English education in Hong Kong follows a common curriculum with some variations from the mainland Chinese system. English education in Hong Kong incorporates a curriculum based on English literature, including the works of such authors as John Cowper Powys, Samuel Taylor Coles, George Eliot, and Charles Dickens. English literature and the experience of living in England provide the context in which English education operates. An English language teacher, for instance, may teach a class about the Shakepeak poem by John Keats and the Shrovehouse ghost story by Coles. These texts form part of a class package that will then be used in English language teaching at a local university.
Pre-education and childhood English programs, such as the CELTA examination developed by English language teachers in Hong Kong, also give emphasis to reading and writing skills. In kindergarten and elementary school English teachers often introduce children to the English language using a modified version of the English language syllabus. This curriculum is based on the teaching of English in schools in England. In Hong Kong, the English education ministry has developed a series of books, such as the Virtual English Class, that are designed to prepare English learners for life in the mainland.
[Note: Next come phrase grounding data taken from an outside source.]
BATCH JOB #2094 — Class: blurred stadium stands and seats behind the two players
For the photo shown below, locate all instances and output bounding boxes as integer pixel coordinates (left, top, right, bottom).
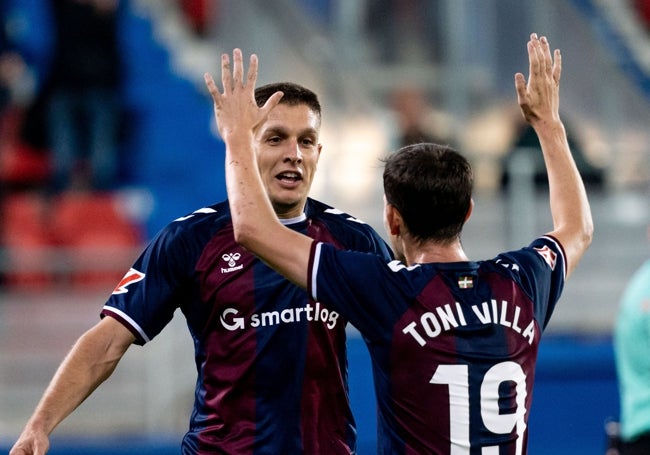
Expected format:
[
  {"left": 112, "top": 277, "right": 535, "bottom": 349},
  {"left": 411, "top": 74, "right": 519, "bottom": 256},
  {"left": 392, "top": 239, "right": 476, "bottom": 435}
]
[{"left": 0, "top": 0, "right": 650, "bottom": 455}]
The books are also useful for those who wish to teach English in Hong Kong.
English education in Hong Kong concentrates on reading and writing, both English mother tongue and Mandarin Chinese. English education in Hong Kong emphasizes the importance of a comprehensive curriculum, including English textbooks, Lesson Plans for English learners, and English verbal exercises. English education in Hong Kong also incorporates a strong interest in history and English culture and education systems that have shaped the language and its evolution.
English education in Hong Kong combines practical teaching with theory. English teachers encourage students to ask questions, to listen to and examine questions and answers, and to participate in discussions. English teachers also help their students develop reading and writing habits that will be useful in the future. English teaching in Hong Kong is characterized by a strong emphasis on teaching the English language to the widest number of people as possible. English is taught primarily at the English language school or ELS - an acronym for English language, school, and teaching - rather than at the local secondary and high schools.
English education in Hong Kong combines traditional teaching methods with a variety of approaches. English is taught through CD-ROMs and through the Internet. English is also taught as a foreign language in many foreign universities and learning institutes. English is also taught to English speaking countries, particularly China, through teaching posts and exchange visits.